NASA astronauts Shane Kimbrough and Megan McArthur, JAXA (Japan Aerospace Exploration Agency) astronaut Akihiko Hoshide, and ESA (European Space Agency) astronaut Thomas Pesquet will board the Crew Dragon spacecraft about 4:30 a.m. and undock from the forward port of the station’s Harmony module at 6:45 a.m. The spacecraft will dock again at the station’s space-facing port at 7:32 a.m.
The relocation will free up Harmony’s forward port for the docking of Boeing’s CST-100 Starliner spacecraft, scheduled for launch Friday, July 30, as part of NASA’s Boeing Orbital Flight Test-2 (OFT-2) mission. The flight will test the end-to-end capabilities of Starliner from launch to docking, atmospheric re-entry, and a desert landing in the western United States. The uncrewed mission will provide valuable data about Boeing’s crew transportation system, and help NASA certify Starliner and the United Launch Alliance Atlas V rocket for regular flights with astronauts to and from the space station.
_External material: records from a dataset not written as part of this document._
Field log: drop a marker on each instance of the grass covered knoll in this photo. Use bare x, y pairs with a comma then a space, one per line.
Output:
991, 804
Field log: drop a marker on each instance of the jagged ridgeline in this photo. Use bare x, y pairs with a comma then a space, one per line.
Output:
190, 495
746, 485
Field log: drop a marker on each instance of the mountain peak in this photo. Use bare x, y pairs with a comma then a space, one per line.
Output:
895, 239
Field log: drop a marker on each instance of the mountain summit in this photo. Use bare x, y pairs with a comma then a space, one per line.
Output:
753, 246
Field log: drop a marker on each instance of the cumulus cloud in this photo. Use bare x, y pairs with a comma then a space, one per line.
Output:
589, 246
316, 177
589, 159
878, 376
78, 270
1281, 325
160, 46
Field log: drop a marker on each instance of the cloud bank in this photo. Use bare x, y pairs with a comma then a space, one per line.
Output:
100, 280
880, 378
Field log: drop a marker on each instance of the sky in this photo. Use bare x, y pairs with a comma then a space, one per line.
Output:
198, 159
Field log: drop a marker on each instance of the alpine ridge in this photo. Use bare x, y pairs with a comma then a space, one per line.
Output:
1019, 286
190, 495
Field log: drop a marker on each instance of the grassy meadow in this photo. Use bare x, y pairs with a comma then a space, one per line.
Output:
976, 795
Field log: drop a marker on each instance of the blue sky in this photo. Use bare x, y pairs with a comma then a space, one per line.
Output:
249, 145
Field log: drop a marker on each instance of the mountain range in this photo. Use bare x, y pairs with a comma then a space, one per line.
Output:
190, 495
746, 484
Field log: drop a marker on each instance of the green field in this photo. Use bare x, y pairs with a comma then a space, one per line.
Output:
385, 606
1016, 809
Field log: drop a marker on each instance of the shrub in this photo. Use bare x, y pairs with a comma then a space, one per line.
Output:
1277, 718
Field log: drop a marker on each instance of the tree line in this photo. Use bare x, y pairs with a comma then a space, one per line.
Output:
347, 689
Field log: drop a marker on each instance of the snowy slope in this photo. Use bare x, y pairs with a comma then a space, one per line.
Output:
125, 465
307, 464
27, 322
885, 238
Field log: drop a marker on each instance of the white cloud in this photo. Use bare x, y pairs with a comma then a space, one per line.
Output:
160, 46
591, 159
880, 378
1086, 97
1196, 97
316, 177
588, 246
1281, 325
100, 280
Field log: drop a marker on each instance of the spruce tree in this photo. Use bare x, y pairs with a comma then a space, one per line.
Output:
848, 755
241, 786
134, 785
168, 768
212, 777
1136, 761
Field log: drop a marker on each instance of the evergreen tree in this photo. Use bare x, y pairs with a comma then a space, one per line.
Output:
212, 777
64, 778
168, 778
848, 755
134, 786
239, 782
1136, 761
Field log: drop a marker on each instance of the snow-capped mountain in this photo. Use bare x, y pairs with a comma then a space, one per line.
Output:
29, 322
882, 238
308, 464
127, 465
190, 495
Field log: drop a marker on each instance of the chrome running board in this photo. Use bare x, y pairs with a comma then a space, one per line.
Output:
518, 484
This will be the second port relocation of a Crew Dragon spacecraft. NASA’s SpaceX Crew-2 mission lifted off April 23 from NASA’s Kennedy Space Center in Florida and docked to the space station April 24. Crew-2, targeted to return in early-to-mid November, is the second of six certified crew missions NASA and SpaceX have planned as a part of the agency’s Commercial Crew Program.